At the end of World War II, Singapore was a desolate, mosquito-ridden swamp. It is a now a city-state benefitting from the leadership of people such as Lee Kwan Yew who saw potential in acting as brokers to Malaysian, Indonesian, and Chinese economies as they fast developed.
Singapore has therefore emerged as a vibrant nation and an obvious regional example of what can be achieved through focussed pursuit of intelligent and well-directed government policy and investment.
Singapore has no natural resources.
Major exports include consumer electronics, IT products, medical and optical equipment and pharmaceuticals. Other industries are transportation and business and financial services.
The highest tax rate for companies and individuals is 17%.
It is a country where they allow tax relief of 15 years for innovative companies.
It is the place to be if you’re interested in innovation – and how does Singapore define an innovative company?
It is a start-up company in the high-tech space that deals with at least four Asian countries.
In Australia, our top personal tax rate is 49% and our company rate is 30% for small business.
This is unlike Singapore, which simply makes the whole system work harder with a fairer tax base.

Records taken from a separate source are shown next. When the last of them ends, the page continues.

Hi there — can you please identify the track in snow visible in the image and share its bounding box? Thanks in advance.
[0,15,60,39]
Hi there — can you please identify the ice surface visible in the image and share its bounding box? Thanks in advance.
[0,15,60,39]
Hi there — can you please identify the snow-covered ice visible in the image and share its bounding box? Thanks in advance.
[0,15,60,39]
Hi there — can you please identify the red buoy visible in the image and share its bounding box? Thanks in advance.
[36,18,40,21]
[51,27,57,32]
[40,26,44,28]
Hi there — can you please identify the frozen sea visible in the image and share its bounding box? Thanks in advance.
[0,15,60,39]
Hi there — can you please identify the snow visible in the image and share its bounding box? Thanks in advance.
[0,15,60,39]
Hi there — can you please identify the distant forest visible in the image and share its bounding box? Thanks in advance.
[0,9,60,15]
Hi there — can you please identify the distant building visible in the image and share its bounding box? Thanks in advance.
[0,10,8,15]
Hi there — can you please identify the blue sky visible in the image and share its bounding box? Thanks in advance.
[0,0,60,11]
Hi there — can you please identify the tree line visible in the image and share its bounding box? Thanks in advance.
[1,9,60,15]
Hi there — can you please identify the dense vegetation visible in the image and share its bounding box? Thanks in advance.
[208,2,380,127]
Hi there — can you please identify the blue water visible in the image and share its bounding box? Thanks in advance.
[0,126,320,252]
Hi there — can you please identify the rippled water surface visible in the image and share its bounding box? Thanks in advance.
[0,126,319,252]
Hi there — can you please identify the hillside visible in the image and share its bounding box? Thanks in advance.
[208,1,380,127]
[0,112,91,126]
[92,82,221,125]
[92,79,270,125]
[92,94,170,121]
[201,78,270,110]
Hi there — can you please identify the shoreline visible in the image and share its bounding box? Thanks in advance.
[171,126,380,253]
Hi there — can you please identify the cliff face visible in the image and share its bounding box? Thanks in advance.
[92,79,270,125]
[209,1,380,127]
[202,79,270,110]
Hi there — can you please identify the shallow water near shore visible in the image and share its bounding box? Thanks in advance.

Singaporeans pay 20% of their salary into superannuation but young people are able to make a case to borrow against their super to buy their first home.
Singapore is third richest nation in the world on GDP per capita. Australia is 16th. Singapore has a population of 5.5 million, on a land area totalling about one per cent of Tasmania.
It has a growth rate of 2.9%, and an unemployment rate of 2% compared to our 6%. And its monthly average wage on a purchasing power parity basis is in fact the same as Australia.
Sadly, at present Darwin has no one seriously paying attention to such an opportunity.
The Darwin Major Business Group, under chairman Ian Kew, the CEO of the Airport Development Group, is trying to put forward some similar ideas and a massive amount of time and effort is being contributed to a leadership plan which would guide the highest levels of government.
But the group is not being listened to seriously. At present these types of bold ideas are not even discussed in Parliament.
The few times the subject is discussed anywhere among old Territorians they wrongly equate the concept with the failed free trade zone idea that foundered on the state tax issues in the late 1990s.
Instead, the direction of the NT economy is rudderless and currently left up to the unimaginative, self-perpetuating public service to dream up band-aid solutions copied from other states’ lost causes while busily engaged in crisis management.
Distributing the GST money from Canberra is all that really continues to sustain the Territory. With our present finances in such a parlous state, simple ideas like this are discouraged and discarded by unelected political hacks. It defies logic.
Three years ago, I tried very hard to advance some of these reasons why Darwin would benefit from becoming ultimately the Switzerland of the South but I was not successful.
To get anyone in politics to consider the idea or listen to what it would take to implement it was impossible – although we proved it can work.
It is more than a commercial venture for a single company to make its fortune,. It is about moving the NT forward.